Unknown — "Terracotta kernos (vase for multiple offerings)" (ca. 2300–1900 BCE), public domain
Un chef sur la sellette.
Chaque année à Athènes, les citoyens gravaient sur des tessons de poterie, les ostraka, le nom de ceux qu’ils voulaient exiler. Thémistocle—héros de Salamine—savait qu’il s’était fait de puissants ennemis. Face à une foule hostile, il remplit son manteau de tessons marqués de son propre nom et les distribua aux électeurs illettrés.

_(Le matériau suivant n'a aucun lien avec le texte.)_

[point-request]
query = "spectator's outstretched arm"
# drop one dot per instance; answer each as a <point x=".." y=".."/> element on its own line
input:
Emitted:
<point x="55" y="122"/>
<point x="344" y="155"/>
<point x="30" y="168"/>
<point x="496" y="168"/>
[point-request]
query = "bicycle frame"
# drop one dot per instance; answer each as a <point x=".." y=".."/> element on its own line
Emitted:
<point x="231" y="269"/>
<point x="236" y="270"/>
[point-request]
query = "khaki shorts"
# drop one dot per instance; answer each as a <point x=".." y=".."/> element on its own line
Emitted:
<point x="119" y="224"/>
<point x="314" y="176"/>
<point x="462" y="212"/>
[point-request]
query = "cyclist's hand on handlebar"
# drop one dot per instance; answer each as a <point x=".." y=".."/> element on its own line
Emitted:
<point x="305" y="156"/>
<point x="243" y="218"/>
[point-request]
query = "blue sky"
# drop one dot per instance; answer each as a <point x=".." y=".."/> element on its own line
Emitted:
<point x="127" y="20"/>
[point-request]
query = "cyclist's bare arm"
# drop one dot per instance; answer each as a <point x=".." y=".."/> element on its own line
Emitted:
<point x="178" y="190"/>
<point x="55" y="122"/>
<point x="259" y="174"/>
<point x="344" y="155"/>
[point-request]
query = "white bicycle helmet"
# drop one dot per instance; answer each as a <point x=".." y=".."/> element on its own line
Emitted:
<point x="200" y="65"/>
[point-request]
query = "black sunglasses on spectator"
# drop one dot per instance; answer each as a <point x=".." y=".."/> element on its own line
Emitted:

Un vote truqué avec panache.
Selon Plutarque, Thémistocle n’acceptait pas juste son sort—il le façonnait. En écrivant lui-même son nom, il s’assurait d’un verdict net et privait ses rivaux d’un duel plus serré et humiliant.
Mieux vaut choisir son propre bouc émissaire.
Il est parti en exil la tête haute, jouant la partie avec autant de ruse dans la défaite que dans la victoire. À Athènes, même la disgrâce pouvait se retourner—si on écrivait soi-même l’histoire.
Pour déjouer ses ennemis lors d’un vote public, Thémistocle a distribué des tessons déjà gravés de son nom—prenant en main le sort de son propre ostracisme.